Dans la salle du conseil de leur château, le personnage peut commanditer l'assassinat d'un chef de clan en faisant appel à un ninja. La manœuvre peut être tentée à trois reprises. Elle est risquée car en cas d'échec, le ninja peut révéler le nom du commanditaire et le personnage devoir se résoudre au seppuku pour restaurer son honneur (ce qui entraîne le game over). Les autres chefs de clans disposent aussi de cet instrument.
Leadership et trésors sacrés
La compétence de leadership peut être améliorée grâce à quatre trésors sacrés. Le premier, le sanctuaire d'Hachiman, est détenu par Yoritomo à Kamakura. Le général qui conquiert le château récupère le pouvoir. Les deux suivants, le parchemin sacré et l'épée sacré, peuvent être remis par l'empereur lors d'une visite au palais impérial de Kyōto, en fonction des performances du général (même adverse). Le dernier trésor est la princesse Masako, fille de l'empereur, enlevée par le clan Taira et initialement retenue captive dans l'un de ses sept châteaux. Elle peut être déplacée au fil du conflit et ne plus pouvoir être retrouvée si le clan Taira est anéanti. Le joueur la délivre lors d'une séquence de siège : après l'avoir retrouvé dans une cour du château, il doit la protéger jusqu'au donjon.
Séquences d'action
La séquence de la bataille reconstitue les combats en temps réel. Le champ de bataille est représenté en vue d'ensemble et le nombre de bushis affichés dans les deux camps est proportionnel aux effectifs réels (jusqu'à une soixantaine d'unités à l'écran). Le joueur dirige indépendamment les bushis au sabre et les archers en leur demandant de se rapprocher ou de s'éloigner du curseur. Les possibilités tactiques sont sommaires et il s'agit surtout d'optimiser la portée d'action des archers, de répartir les guerriers dans la mêlée et de réaliser une manœuvre enveloppante pour contrer un éventuel repli. La retraite peut être ordonné à tout moment dans les deux camps. Quand l'armée adverse fuit, il est possible de se lancer à sa poursuite, ce qui déclenche une nouvelle séquence.

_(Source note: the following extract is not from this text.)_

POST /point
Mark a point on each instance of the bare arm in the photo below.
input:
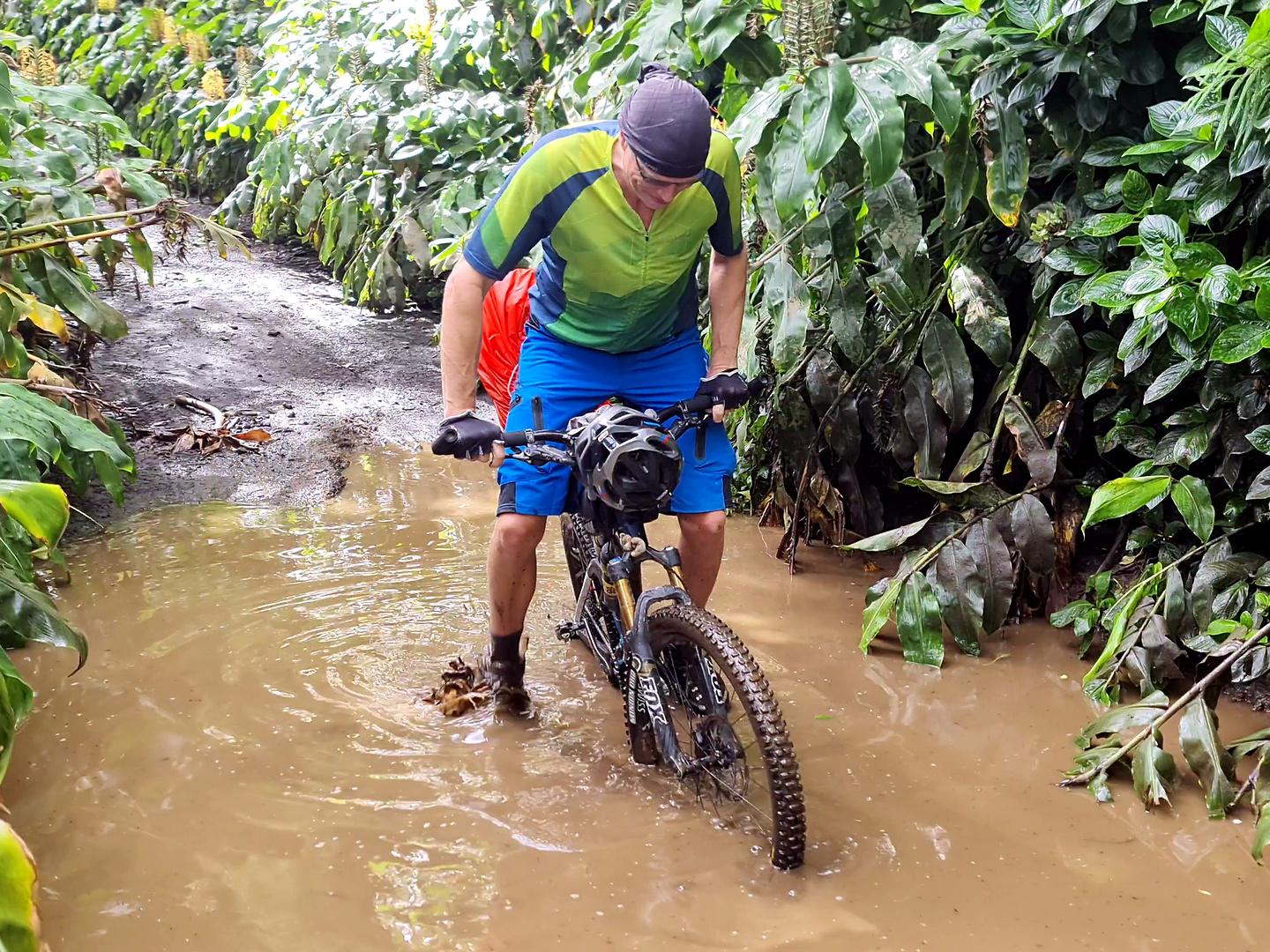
(727, 308)
(460, 337)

La séquence de la poursuite à cheval consiste à diriger le personnage sur sa monture, lancé tambour battant sur la plaine, pour achever l'armée en déroute. La scène est représentée en vue isométrique avec un défilement diagonal forcé du décor. Le sabre levé au ciel, le général doit éviter les obstacles naturels et tuer les soldats rencontrés d'un coup de lame précis ou en les percutant. Le but est de progresser le plus loin possible pour avoir une chance de tuer en personne le général adverse. La séquence s'interrompt en cas de chute du cheval. Les performances entrent en compte dans l'évolution de la compétence dans le maniement du sabre.

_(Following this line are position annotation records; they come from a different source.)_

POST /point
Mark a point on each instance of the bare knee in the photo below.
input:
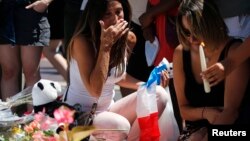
(9, 72)
(109, 120)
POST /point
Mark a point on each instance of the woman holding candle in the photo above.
(97, 58)
(199, 21)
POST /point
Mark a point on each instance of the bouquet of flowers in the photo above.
(45, 128)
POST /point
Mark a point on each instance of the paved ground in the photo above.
(49, 72)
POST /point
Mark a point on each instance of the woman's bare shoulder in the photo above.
(79, 45)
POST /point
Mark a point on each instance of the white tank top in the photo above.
(78, 95)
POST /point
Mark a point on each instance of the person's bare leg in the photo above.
(31, 57)
(10, 65)
(56, 59)
(129, 103)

La séquence de siège consiste à faire progresser le personnage dans le château pour retrouver le donjon et assassiner le général. La scène prend la forme d'un hack and slash en vue de dessus, à la Gauntlet. Le personnage est équipé d'un sabre et d'un arc et doit explorer le dédale de cours intérieures tout en combattant des guerriers qui se présentent par dizaines. Il y a un temps limite, déterminée par la taille de l'armée et la compétence dans le siège. L'écoulement du temps s'accélère à chaque coup reçu. Les châteaux sont agencés différemment avec des voies plus ou moins dangereuses, des cul-de-sac, des portes à détruire, des points d'eau à contourner et des passages secrets à découvrir. En cas d'échec, l'armée subit de lourds tributs. Les performances entrent en compte dans l'évolution de la compétence dans le siège.

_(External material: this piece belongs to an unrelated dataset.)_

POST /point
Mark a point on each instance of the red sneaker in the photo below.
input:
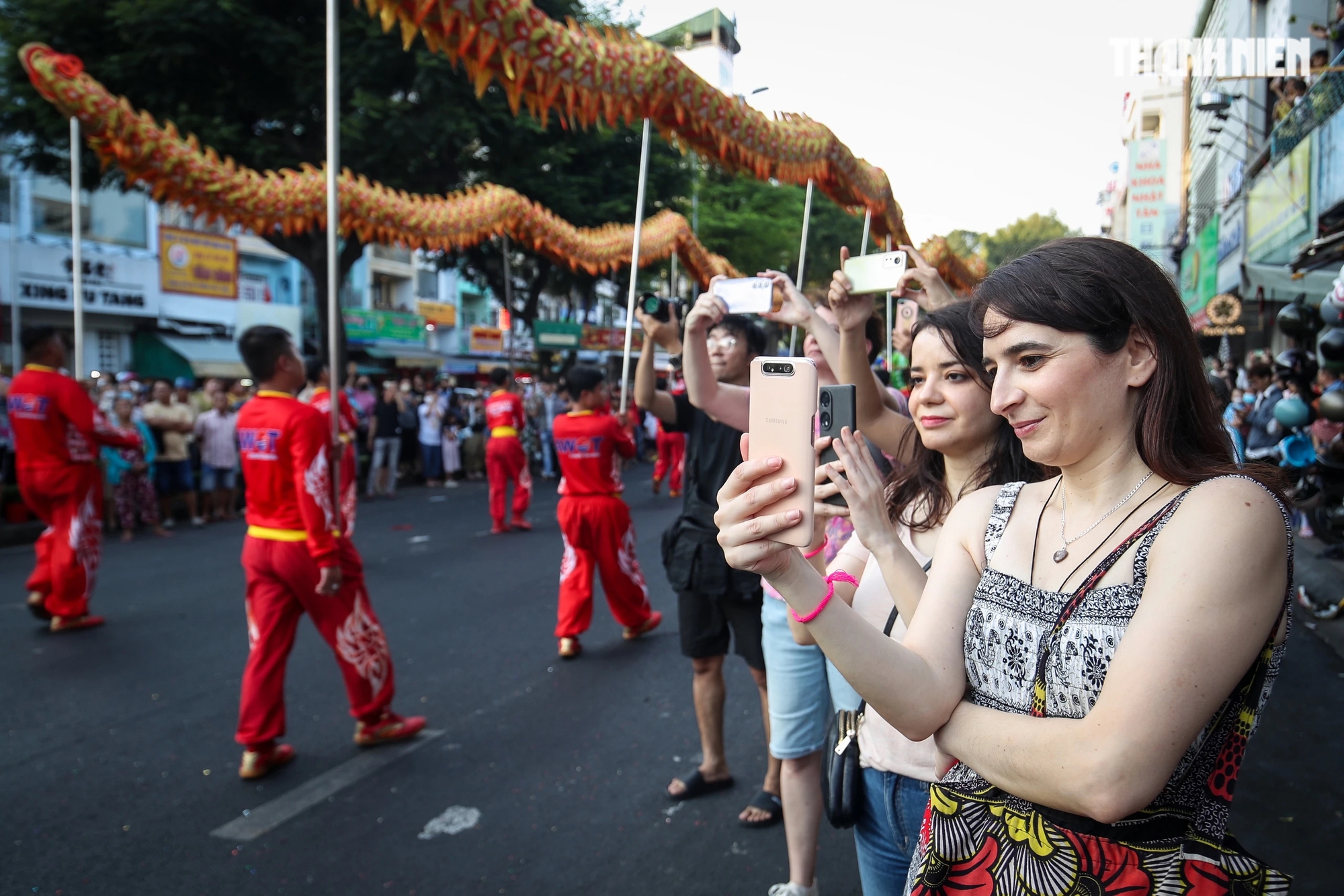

La séquence de château assiégé survient quand un château du clan est investi par l'ennemi alors qu'un général du clan s'y trouve. La scène prend la forme d'un jeu de tir en vue subjective. Le joueur contrôle un yumi depuis une fenêtre du château et il doit viser les assaillants qui se ruent dans les cours intérieures en escaladant les murs. La probabilité de résister au siège augmente avec le nombre d'ennemis tués. Les performances entrent en compte dans l'évolution de la compétence dans le maniement de l'arc.
La séquence de l'assassin ninja survient quand un chef de clan adverse décide de faire assassiner le personnage, ce qui peut arriver à tout moment de la partie. La scène se joue en vue subjective dans le couloir d'un château. Le joueur contrôle un sabre avec lequel il doit dévier les shurikens lancés par un ninja. Il doit survivre plusieurs secondes jusqu'à ce qu'un garde vienne surprendre le ninja d'une flèche dans le dos. Si le personnage est touché à trois reprises, c'est le game over. S'il survit, il est probable que le commanditaire se fasse seppuku.
Les différentes versions
La version sur CD-i, produite par Philips POV, est directement basée sur la version originale. Dans les scènes cinématiques, des acteurs numérisés remplacent les personnages dessinés.
La version sur PC Engine est une refonte du jeu original. Le conflit oppose désormais quatre clans sur une carte réaménagée (Minamoto, Taira, Genji et Heike). Le jeu élude la lutte interne dans le clan Minamoto et intègre une troisième campagne avec Kiyomori, la plus facile. L'objectif principal est désormais de tuer tous les généraux et les quêtes secondaires deviennent obligatoires (la princesse disparaît de l'intrigue, remplacée par l'empereur Antoku). Il existe des différences au niveau des règles (par exemple, les contre-ordres sont autorisés lors des déplacements) et la séquence de la poursuite à cheval se déroule en défilement horizontal. Les graphismes ont été entièrement refaits dans un style anime. Au Japon, le jeu est simplement titré Rising Sun (ライジング・サン). C'est le premier jeu CD-ROM commercialisé par Turbo Technologies[1].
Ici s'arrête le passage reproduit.